A new study by Perth-based IT support company TechBrain found that gendered language could be a piece in the wider puzzle of why there are far fewer women in IT roles than men.

As part of the study, TechBrain commissioned an independent researcher to analyse 1940 job ads that were posted online over a single week in June 2019.

TechBrain's aim was to see if claims that gendered use of words can have an effect on the number of men or women who apply for IT jobs in the ‘heavily male-dominated IT industry', particularly since it is illegal to discriminate against candidates on the grounds of sex, marital status, pregnancy or potential pregnancy.

“While no one is saying that the only reason that there are more men than women working in tech is because of gendered language in job ads, our study does suggest that it is a factor,” comments TechBrain general manager Mike Fernando.

“If perfectly qualified women see job ads which are full of ‘masculine' words, they may not identify with the role and see themselves working for that employer - and that means they may choose not to apply."

The researcher used a tool that counted the frequency of ‘masculine' or ‘feminine' words in an ad, with 50 keywords as references. These keywords included words that apparently appeal to men such as ‘active', ‘fearless', and ‘independent', while words that apparently appeal to women included ‘cooperate', ‘empathise', and ‘interdependent'.

The research found that there were actually 15% more feminine words used in IT industry ads than masculine words.

The most common ‘feminine' word found was ‘support' (appearing 1668 times), which may have skewed the results. ‘Support' is used frequently in IT job ads and often refers to a technical activity, rather than expectations about the applicant's personal and professional qualities

If the word ‘support' was removed, the findings did in fact show that there are more ‘masculine' words used in IT job ads.

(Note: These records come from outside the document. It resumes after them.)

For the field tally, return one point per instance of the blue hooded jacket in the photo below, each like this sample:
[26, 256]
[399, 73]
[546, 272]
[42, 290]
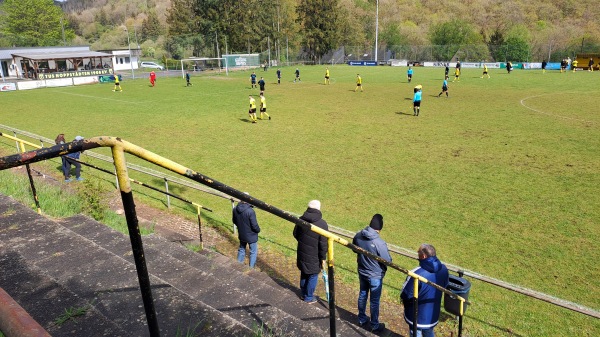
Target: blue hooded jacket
[430, 299]
[369, 240]
[245, 219]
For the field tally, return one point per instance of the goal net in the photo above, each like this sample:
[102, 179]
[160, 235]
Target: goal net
[204, 65]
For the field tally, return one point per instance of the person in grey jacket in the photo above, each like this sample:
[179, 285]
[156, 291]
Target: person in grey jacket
[371, 272]
[244, 218]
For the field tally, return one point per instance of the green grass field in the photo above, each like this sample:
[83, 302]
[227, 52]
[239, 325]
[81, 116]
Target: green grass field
[503, 177]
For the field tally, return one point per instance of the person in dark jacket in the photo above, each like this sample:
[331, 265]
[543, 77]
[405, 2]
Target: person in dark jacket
[244, 218]
[69, 161]
[311, 252]
[430, 299]
[370, 271]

The research also revealed that for more highly paid jobs, the number of ‘masculine' words increases, whereas for less well-paid jobs, there were more ‘feminine' words.

TechBrain says it will also give its HR company a 16.4% budget increase to hire a suitably qualified woman in an IT role. The figure was chosen because the gender pay gap in Australia is currently 16.4%.

“Actions speak louder than words. As our study showed, higher paid IT jobs are advertised in a way that appeals more to men than women,” says Fernando.

“We want to ensure that we write all our ads in future to be more neutral, to increase the likelihood of finding the best hire - be they male or female. And, we'd challenge other IT industry players to do the same.